Tracks
Burial/Four Tet/Thom Yorke: "Ego"
Single (2011)
By Ryan Pratt | 31 March 2011
The cardinal rule of collaboration is compromise, which explains why so few artists dabble in it during their artistic peaks. Monsters of Folk didn’t formally exist before 2009 for the same reason the Orb couldn’t fulfill their Pink Floyd collaboration until late last year: these artists were busy crafting personal masterworks, classics that would later award them eminence as well as opportunities for indulgence.
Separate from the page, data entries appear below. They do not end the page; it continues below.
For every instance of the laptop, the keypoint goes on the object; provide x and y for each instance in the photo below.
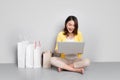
(70, 47)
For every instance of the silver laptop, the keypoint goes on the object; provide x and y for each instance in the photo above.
(70, 47)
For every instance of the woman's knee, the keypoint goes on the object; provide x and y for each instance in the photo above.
(53, 59)
(87, 62)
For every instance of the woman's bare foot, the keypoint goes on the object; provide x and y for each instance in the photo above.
(59, 69)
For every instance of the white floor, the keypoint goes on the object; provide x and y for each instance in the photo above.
(96, 71)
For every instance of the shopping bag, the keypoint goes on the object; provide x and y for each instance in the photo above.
(46, 56)
(21, 53)
(29, 55)
(37, 55)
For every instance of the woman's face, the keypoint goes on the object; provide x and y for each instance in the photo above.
(70, 26)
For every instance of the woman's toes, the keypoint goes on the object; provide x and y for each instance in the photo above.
(59, 69)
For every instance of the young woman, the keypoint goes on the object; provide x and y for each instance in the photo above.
(71, 62)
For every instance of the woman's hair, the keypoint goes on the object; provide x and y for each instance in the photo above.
(69, 18)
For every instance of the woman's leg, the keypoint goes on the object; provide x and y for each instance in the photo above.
(62, 63)
(81, 63)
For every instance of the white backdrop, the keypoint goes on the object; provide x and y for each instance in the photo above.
(99, 21)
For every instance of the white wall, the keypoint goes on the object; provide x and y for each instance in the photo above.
(99, 21)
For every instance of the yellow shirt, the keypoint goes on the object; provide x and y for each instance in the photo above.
(62, 38)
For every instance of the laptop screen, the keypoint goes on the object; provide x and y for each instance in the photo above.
(70, 47)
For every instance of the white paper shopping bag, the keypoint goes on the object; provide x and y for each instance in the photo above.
(21, 53)
(29, 55)
(46, 56)
(37, 55)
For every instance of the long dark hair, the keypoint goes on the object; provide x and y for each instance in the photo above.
(76, 25)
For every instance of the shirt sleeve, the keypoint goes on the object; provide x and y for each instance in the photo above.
(59, 39)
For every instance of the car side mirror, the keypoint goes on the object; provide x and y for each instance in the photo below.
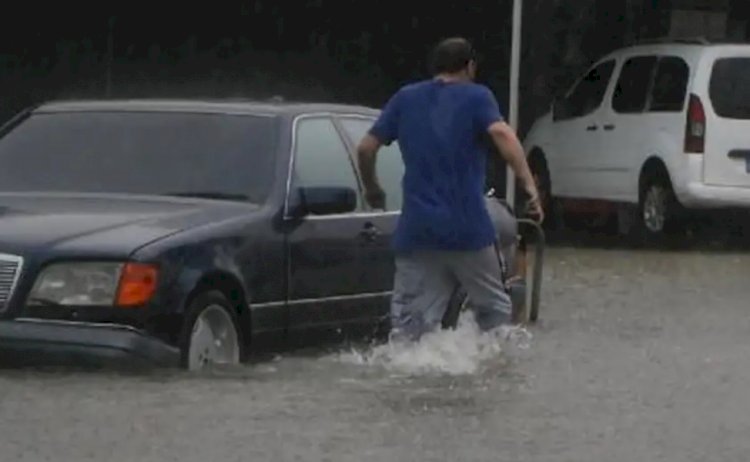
(324, 200)
(557, 109)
So, tempting though it may be to imagine what Monsters of Folk’s debut might’ve sounded like had Conor Oberst, Jim James, and M. Ward written it during their early-to-mid aughts coming-of-age, the urge simply caters to all that’s promising and damned about supergroups.
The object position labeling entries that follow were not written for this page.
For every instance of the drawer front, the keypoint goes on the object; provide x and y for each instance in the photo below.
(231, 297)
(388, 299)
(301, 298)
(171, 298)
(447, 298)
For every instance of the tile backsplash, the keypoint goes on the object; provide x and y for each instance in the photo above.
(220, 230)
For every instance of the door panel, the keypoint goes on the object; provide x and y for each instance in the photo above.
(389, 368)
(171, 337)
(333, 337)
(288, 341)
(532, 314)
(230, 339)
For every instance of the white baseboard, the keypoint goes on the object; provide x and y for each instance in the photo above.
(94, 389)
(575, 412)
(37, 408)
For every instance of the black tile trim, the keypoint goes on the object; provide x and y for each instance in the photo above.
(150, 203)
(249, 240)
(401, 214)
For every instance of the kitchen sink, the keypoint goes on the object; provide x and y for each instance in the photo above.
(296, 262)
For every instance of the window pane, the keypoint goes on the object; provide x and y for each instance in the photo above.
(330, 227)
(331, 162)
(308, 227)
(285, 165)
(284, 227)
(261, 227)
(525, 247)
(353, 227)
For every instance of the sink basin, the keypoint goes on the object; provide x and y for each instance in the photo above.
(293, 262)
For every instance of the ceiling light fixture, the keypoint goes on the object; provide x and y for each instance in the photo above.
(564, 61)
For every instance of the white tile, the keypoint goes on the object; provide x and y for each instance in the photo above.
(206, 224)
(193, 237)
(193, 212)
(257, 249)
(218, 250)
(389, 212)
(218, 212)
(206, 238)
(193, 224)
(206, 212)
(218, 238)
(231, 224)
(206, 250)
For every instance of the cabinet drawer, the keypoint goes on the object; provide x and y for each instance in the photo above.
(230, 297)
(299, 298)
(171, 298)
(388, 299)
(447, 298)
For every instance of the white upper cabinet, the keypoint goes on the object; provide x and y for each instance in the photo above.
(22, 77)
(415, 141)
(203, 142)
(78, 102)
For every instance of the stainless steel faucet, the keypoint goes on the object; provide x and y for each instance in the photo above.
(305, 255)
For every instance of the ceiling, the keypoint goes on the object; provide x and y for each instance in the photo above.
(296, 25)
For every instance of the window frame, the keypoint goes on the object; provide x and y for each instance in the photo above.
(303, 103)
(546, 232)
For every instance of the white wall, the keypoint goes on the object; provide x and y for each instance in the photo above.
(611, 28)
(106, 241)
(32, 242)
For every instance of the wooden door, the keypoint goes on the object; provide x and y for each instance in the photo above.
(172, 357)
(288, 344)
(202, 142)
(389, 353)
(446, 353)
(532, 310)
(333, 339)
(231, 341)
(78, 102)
Yes, the term’s poisonous, but for all of the semantics that argue against Yorke, Burial, and Four Tet’s eligibility, “Ego” in one fell swoop reinvigorates the “supergroup”’s core hope: that an all-star collaboration can equate to more than the sum of its parts. These three artists have crossed paths before—Four Tet and Burial were behind 2009’s just-as-unexpected Moth/Wolf Cub 12”, and both lent remixes for Yorke’s Eraser RMXs (2008)—but the effortless way “Ego” camouflages their talents into a cohesive whole is almost enough to overshadow the tune itself. Identifiable trademarks haunt the outskirts of this A-side, such as Burial’s knack for vocal samples and Four Tet’s bubbling flourishes, but the majority of “Ego”’s near seven-minutes swim within a nexus of rotating and complimentary styles. The ominous mood established within seconds draws clear lineage from Burial, all hollowed out like street-noise underground, but it’s later softened by some elegant Rounds (2003)-era piano. Bending in the slippery middle ground of these styles all the while are Yorke’s vocals, which help condense the track’s sprawling ideas into a more aerodynamic package.
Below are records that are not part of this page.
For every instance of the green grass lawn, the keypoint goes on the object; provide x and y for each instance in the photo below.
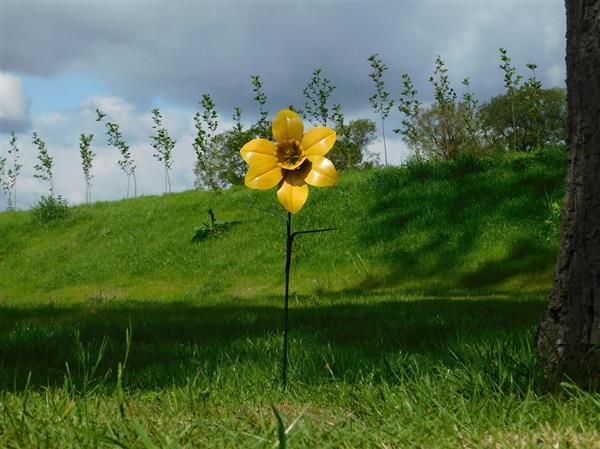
(412, 325)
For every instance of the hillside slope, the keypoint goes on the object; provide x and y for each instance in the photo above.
(465, 227)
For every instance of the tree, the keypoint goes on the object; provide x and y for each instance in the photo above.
(44, 170)
(206, 124)
(163, 146)
(441, 132)
(380, 100)
(410, 108)
(569, 333)
(9, 174)
(350, 149)
(540, 116)
(511, 82)
(317, 94)
(87, 159)
(263, 125)
(115, 139)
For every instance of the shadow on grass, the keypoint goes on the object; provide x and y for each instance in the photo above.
(469, 223)
(171, 341)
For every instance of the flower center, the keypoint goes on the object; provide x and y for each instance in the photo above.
(290, 154)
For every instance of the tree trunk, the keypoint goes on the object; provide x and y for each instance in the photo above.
(569, 334)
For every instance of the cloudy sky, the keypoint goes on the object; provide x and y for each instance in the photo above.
(60, 60)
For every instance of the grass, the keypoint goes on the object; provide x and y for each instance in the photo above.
(411, 326)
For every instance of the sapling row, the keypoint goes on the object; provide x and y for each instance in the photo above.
(10, 168)
(380, 100)
(163, 146)
(45, 166)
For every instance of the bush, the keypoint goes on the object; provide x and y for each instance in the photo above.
(533, 128)
(51, 208)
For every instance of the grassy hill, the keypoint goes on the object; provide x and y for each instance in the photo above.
(412, 325)
(475, 226)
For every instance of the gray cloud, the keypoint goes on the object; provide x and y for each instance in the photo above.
(15, 105)
(179, 50)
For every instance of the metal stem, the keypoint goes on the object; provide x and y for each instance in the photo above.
(288, 262)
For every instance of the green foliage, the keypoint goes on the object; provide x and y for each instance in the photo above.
(50, 208)
(515, 121)
(87, 159)
(204, 144)
(9, 174)
(444, 94)
(350, 149)
(441, 132)
(511, 83)
(410, 108)
(470, 105)
(127, 162)
(416, 318)
(263, 125)
(380, 100)
(317, 94)
(163, 146)
(552, 220)
(43, 169)
(213, 228)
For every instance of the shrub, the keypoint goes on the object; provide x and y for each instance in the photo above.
(51, 208)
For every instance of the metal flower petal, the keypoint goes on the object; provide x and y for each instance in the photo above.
(292, 192)
(318, 141)
(263, 176)
(291, 163)
(287, 126)
(259, 151)
(322, 172)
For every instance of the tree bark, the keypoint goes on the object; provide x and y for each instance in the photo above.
(569, 334)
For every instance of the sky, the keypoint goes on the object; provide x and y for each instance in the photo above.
(60, 60)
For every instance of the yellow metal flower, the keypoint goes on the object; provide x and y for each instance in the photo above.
(295, 160)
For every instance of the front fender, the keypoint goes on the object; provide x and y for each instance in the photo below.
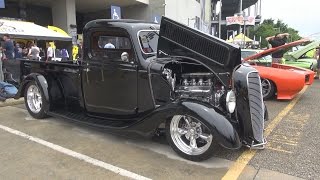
(223, 131)
(41, 82)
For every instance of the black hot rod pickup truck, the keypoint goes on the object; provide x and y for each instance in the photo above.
(136, 76)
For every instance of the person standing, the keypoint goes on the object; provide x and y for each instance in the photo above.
(17, 51)
(276, 41)
(49, 52)
(8, 47)
(34, 52)
(317, 56)
(1, 72)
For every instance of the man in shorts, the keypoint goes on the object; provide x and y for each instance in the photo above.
(276, 41)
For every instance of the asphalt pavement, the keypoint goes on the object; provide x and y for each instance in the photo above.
(292, 150)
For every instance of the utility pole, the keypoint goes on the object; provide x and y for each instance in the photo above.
(240, 12)
(220, 18)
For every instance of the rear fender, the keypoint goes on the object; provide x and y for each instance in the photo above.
(223, 132)
(41, 82)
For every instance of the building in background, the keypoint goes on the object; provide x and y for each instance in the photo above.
(72, 15)
(233, 9)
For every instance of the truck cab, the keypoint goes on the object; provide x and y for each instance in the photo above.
(137, 77)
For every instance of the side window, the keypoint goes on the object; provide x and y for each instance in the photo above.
(114, 42)
(113, 45)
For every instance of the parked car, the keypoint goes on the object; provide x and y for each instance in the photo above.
(299, 57)
(280, 80)
(192, 83)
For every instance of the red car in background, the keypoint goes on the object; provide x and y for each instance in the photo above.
(282, 81)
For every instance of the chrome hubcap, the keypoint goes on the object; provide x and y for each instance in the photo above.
(34, 99)
(190, 135)
(266, 87)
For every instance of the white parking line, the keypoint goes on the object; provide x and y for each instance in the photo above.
(76, 155)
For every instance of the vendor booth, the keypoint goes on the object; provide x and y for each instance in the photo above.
(29, 30)
(24, 33)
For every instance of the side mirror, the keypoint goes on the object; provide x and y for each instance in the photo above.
(125, 57)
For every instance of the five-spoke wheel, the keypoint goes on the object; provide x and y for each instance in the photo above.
(35, 101)
(190, 137)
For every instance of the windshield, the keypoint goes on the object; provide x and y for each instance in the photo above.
(148, 41)
(245, 54)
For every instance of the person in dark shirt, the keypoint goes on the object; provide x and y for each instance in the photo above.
(317, 56)
(8, 47)
(276, 41)
(17, 51)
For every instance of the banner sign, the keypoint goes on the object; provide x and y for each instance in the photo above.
(2, 4)
(156, 19)
(240, 20)
(115, 12)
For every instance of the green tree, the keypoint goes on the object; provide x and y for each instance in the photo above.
(270, 28)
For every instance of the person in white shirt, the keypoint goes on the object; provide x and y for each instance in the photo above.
(34, 52)
(109, 45)
(49, 52)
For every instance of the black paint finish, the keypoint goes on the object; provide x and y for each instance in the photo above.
(134, 97)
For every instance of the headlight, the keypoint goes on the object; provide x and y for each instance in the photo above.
(231, 101)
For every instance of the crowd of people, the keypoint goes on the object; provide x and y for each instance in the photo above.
(11, 52)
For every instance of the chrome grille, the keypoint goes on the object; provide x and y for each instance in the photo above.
(256, 105)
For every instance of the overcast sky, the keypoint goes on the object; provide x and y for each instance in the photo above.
(301, 15)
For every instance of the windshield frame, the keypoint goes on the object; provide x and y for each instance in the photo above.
(140, 46)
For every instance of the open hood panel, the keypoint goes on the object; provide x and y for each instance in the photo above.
(179, 40)
(298, 53)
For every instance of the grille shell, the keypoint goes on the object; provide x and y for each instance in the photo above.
(256, 105)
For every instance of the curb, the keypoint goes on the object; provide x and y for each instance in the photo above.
(11, 102)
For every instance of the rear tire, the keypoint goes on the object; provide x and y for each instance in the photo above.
(190, 137)
(268, 88)
(35, 100)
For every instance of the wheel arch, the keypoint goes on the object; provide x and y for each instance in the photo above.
(40, 81)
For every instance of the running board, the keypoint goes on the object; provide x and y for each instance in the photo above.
(95, 122)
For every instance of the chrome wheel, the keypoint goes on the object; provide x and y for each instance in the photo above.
(190, 135)
(266, 87)
(34, 99)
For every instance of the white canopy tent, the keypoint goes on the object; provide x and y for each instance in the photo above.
(28, 30)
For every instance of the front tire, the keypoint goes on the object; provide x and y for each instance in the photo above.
(190, 137)
(35, 101)
(268, 88)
That boost in momentum (and profile) might help “Ego” gain acceptance from the club scene but its true payoff, much like the Moth/Wolf Cub 12”, is revealed in passages worthy of who-did-that dissection. The awe of hearing Burial’s grit and Four Tet’s bounce becoming inexorably tied shows no sign of waning; it’s the cake here, and any collaboration that marginalizes Thom Yorke’s presence to icing is a verified supergroup in my books.